In the randomized controlled trials, participants in the experimental groups reported abdominal pain and abdominal bloating as the symptoms with the greatest improvement. The low-FODMAP diets were found to be superior in providing overall relief of gastrointestinal symptoms compared to the diets in the control groups. In the non-randomized interventions, abdominal pain was reported to be the symptom with the greatest amount of improvement, followed by gas, diarrhea, nausea, and constipation.
All participants had a baseline IBS-SSS score that was greater than 232, which is considered to be moderate. In the RCTs, the average decrease in IBS-SSS scores for the low-FODMAP groups was 122.64. In the control groups, the average decrease was 69.64. In the non-randomized interventions, the average decrease in the IBS-SSS scores was 118.7. For a change in IBS-SSS score to be designated as clinically meaningful, it must be over 50 points. So, both the control diets and the low-FODMAP diets led to clinically meaningful decreases in IBS-SSS scores. However, it is also important to note that the difference in the mean decrease in scores between the experimental and control groups was over 50 points. Thus, the low-FODMAP diets were far more effective in reducing IBS-SSS scores than were the control diets, as shown in Figure 2.
In the randomized trials, the experimental group had an average improvement of 10 points in IBS-QOL scores while the control group had an average increase of 0.4 points. In the non-randomized trials, there was an average improvement of 10.5 points. While none of these improvements were deemed clinically meaningful (due to being less than 14), there was a difference in the mean increase in scores between the experimental groups and the control groups. The authors did not find any evidence of publication bias. The authors also did not find any statistically significant heterogeneity in the RCTs. However, there was large heterogeneity in the non-randomized interventions.

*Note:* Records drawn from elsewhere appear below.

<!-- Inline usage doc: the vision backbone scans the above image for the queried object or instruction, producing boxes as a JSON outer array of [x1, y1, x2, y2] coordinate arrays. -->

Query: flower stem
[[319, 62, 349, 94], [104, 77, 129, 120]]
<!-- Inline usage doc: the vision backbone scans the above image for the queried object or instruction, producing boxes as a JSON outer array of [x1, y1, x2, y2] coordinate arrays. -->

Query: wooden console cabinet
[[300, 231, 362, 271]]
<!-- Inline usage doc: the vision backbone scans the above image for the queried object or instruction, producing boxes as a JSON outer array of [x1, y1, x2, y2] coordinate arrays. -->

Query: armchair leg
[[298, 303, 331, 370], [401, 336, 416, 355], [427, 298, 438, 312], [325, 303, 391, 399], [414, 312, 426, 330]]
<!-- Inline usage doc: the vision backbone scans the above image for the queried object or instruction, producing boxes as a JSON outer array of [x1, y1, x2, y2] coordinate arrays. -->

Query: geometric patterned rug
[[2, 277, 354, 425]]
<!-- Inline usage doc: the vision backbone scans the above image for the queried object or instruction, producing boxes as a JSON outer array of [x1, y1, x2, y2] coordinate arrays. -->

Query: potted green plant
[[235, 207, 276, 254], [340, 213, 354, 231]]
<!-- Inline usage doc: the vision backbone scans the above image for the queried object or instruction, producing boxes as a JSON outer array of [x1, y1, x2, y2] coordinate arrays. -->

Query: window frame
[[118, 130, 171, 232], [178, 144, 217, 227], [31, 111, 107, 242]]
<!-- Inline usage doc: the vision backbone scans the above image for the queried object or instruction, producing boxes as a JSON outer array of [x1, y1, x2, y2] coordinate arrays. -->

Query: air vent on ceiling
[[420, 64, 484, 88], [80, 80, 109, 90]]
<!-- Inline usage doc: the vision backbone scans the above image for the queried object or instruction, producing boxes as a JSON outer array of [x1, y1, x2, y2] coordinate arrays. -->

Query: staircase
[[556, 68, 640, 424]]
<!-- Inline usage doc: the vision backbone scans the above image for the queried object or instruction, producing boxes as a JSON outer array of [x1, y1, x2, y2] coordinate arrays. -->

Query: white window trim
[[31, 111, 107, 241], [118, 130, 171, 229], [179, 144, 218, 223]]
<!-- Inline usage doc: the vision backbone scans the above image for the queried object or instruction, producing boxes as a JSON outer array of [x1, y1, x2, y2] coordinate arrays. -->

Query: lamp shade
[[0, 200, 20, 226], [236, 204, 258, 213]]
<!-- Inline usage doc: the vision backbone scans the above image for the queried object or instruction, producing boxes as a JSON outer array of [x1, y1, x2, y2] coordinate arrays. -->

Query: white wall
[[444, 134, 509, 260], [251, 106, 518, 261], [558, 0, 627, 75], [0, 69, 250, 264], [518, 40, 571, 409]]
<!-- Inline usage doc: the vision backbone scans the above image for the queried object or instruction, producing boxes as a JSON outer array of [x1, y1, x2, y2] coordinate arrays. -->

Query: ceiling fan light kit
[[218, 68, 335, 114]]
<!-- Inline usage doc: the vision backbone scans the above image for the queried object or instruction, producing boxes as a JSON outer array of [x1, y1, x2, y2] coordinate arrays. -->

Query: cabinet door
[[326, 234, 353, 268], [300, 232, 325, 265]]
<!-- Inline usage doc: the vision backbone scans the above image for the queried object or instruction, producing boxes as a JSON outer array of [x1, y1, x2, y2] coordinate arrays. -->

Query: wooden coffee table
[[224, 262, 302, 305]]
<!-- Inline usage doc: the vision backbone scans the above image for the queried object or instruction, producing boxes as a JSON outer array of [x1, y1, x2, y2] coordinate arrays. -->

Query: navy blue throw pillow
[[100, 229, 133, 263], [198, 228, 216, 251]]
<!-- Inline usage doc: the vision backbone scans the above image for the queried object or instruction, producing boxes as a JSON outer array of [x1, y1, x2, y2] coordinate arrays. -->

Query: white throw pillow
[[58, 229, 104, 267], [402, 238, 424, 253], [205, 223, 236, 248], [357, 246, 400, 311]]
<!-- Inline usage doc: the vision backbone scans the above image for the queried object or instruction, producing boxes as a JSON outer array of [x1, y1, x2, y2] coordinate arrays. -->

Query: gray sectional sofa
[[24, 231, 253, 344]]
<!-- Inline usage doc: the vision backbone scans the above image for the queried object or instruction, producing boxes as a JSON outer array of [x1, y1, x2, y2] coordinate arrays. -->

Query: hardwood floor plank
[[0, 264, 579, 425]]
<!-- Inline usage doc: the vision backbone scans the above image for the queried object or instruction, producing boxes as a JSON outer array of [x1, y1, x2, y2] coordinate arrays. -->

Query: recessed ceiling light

In this analysis, the authors pooled together the results from multiple other studies, and found that adhering to a low-FODMAP diet resulted in clinically meaningful changes in IBS-SSS scores and led to a reduction in abdominal pain and bloating. Adhering to a control diet also resulted in symptom improvement. However, the low-FODMAP diet was superior in reducing symptom severity.
This is the first meta-analysis to investigate the effectiveness of a low-FODMAP diet in reducing symptoms associated with IBS. The analysis shows that low-FODMAP diets are effective and superior to control diets in reducing gastrointestinal symptoms.
The results also indicate that even though the low-FODMAP diets were associated with better outcomes, adhering to a control diet still resulted in improved outcomes. This suggests that simply adhering to any diet may offer symptom relief in certain individuals. However, this could also be a result of patients adhering better to diets while enrolled in trials.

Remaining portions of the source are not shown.